Women in Blackは、1988年1月にイスラエルで始まった、平和を求める抗議行動です。毎週金曜日に、黒衣を身につけた女性たちによって、ヘブライ語・アラビア語・英語で書かれた「占領を終わらせよう」のメッセージを掲げた沈黙のスタンディングが続けられています。
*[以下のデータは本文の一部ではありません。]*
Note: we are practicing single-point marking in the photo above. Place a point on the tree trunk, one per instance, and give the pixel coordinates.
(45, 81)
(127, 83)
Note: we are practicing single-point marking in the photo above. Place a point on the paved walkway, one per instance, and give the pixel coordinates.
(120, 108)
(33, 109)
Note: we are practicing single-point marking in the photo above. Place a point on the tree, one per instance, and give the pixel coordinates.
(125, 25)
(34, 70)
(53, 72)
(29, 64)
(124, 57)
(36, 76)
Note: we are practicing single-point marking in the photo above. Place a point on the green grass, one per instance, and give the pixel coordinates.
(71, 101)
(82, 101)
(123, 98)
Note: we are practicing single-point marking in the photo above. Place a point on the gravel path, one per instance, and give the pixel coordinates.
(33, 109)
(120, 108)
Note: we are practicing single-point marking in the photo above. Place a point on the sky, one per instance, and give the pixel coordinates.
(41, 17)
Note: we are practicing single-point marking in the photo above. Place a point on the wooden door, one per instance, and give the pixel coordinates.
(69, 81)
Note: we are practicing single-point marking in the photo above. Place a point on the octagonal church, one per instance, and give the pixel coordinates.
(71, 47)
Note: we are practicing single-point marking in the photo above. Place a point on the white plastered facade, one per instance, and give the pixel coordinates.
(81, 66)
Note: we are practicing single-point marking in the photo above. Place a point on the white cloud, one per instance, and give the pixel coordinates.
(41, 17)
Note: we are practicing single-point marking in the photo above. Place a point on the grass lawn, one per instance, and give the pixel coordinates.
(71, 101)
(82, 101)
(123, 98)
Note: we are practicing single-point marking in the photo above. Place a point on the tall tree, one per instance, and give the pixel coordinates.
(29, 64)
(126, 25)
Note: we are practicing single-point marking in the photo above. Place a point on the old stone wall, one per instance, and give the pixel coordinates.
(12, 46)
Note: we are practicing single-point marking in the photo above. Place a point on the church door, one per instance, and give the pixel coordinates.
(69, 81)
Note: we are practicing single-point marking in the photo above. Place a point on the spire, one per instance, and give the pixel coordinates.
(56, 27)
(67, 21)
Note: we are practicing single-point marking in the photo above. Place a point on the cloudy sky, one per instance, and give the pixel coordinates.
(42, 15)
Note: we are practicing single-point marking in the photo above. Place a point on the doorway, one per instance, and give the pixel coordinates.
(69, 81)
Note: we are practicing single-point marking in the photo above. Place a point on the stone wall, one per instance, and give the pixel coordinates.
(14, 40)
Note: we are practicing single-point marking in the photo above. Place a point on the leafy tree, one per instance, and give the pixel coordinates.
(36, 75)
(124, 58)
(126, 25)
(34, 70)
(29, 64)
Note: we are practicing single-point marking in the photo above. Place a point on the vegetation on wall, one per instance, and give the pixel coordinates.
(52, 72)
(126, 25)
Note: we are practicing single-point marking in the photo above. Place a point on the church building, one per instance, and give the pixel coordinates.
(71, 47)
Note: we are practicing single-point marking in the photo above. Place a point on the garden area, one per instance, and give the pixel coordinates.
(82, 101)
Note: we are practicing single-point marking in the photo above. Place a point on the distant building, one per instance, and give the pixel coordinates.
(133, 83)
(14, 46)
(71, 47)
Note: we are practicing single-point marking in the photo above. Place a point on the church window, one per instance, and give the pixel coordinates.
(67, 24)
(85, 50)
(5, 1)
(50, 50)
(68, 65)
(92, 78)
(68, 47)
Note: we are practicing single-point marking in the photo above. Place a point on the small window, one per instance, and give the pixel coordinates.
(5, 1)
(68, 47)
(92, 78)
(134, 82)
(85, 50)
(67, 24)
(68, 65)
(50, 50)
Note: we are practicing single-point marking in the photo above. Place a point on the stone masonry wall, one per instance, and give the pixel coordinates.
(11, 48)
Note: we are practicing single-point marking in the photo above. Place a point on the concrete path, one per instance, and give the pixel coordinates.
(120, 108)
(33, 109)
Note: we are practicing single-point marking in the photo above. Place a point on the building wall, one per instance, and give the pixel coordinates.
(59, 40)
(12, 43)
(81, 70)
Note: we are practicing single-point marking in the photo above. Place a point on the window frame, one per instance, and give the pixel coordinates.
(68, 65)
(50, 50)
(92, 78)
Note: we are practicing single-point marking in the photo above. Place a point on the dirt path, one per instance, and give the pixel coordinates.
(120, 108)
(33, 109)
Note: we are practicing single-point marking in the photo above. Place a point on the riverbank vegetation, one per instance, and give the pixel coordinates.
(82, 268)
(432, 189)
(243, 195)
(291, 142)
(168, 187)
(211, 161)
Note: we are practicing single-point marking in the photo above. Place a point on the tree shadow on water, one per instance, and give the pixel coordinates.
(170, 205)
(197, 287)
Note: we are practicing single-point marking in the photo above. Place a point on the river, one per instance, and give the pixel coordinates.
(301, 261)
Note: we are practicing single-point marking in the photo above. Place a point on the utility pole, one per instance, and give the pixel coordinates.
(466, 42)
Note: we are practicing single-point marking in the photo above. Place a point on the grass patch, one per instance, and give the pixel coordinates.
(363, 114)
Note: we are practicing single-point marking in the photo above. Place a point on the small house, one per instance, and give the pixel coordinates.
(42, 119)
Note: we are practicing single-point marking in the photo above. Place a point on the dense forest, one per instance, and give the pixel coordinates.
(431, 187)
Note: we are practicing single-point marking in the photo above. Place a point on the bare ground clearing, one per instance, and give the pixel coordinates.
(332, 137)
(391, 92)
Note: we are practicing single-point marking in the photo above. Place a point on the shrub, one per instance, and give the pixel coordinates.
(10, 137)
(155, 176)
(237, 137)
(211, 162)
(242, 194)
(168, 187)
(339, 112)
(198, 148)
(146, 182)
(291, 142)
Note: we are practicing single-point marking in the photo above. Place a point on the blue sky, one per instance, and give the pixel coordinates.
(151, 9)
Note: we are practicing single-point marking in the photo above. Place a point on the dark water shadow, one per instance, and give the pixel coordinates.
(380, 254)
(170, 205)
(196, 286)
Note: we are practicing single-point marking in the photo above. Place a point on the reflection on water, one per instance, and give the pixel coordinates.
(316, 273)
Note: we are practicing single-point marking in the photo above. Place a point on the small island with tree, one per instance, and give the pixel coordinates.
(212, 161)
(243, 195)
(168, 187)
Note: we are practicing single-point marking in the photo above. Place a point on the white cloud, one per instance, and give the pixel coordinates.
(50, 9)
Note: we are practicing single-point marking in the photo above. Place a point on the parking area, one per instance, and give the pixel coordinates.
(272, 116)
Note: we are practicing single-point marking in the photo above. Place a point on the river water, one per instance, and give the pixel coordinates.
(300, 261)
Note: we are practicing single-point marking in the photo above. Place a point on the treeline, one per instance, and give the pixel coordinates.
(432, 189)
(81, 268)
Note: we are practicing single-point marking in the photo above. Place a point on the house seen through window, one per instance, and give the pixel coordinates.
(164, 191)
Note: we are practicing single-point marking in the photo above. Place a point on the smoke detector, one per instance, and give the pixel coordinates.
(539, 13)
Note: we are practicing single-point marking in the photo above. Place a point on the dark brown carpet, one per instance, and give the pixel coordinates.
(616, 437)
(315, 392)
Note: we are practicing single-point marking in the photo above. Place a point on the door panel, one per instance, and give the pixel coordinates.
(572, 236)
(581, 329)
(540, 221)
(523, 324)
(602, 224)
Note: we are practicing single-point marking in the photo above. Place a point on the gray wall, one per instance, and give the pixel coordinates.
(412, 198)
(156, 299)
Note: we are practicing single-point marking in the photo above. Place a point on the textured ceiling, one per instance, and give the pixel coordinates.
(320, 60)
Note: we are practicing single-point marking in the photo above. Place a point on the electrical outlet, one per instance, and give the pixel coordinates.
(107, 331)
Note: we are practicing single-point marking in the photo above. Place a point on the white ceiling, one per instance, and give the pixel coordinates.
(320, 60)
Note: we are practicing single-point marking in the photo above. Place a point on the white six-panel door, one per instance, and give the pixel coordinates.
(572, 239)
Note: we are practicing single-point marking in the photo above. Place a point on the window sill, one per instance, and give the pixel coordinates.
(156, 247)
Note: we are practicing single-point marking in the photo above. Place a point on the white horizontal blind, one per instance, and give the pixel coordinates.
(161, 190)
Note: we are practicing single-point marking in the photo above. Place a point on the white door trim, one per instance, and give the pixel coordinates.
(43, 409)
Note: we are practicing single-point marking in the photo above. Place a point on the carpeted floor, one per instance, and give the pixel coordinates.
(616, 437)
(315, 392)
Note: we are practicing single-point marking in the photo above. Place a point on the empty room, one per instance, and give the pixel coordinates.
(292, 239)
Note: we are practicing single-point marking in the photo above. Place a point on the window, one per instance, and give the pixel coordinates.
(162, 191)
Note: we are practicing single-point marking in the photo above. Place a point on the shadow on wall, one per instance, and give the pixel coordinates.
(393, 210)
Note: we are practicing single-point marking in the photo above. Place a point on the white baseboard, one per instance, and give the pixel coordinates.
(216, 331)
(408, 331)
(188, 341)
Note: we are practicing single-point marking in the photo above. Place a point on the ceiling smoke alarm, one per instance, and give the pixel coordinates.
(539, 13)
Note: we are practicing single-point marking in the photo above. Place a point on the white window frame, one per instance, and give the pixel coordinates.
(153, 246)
Women in Blackは、戦争と軍国主義、女性への暴力に反対する女性たちの行動として、旧ユーゴスラビア、インド、インドネシア、カナダ、デンマーク、イギリス、米国、トルコなど世界各地に国際ネットワークとして広がり、黒衣と沈黙によって、暴力への怒りと犠牲者への追悼を示しています。昨年、旧ユーゴのWomen
In Blackは、ノーベル平和賞にノミネート されて、注目を浴びました。
日本では、2001年の9月11日以降、私たち東京に暮らすさまざまな世代、職業の女性たちが、テロ攻撃の犠牲者と報復攻撃を浴びるアフガニスタンの人びと、そして世界各地の暴力の犠牲者への追悼とイスラム女性への連帯を胸に、毎週日曜日に銀座でのデモンストレーションを行いました。私たちは、恐怖による沈黙、力による支配は一部の武力集団だけのものではなく、私たちの生きる社会に、また歴史のなかに、深く埋め込まれてきたものであるという認識をともにしています。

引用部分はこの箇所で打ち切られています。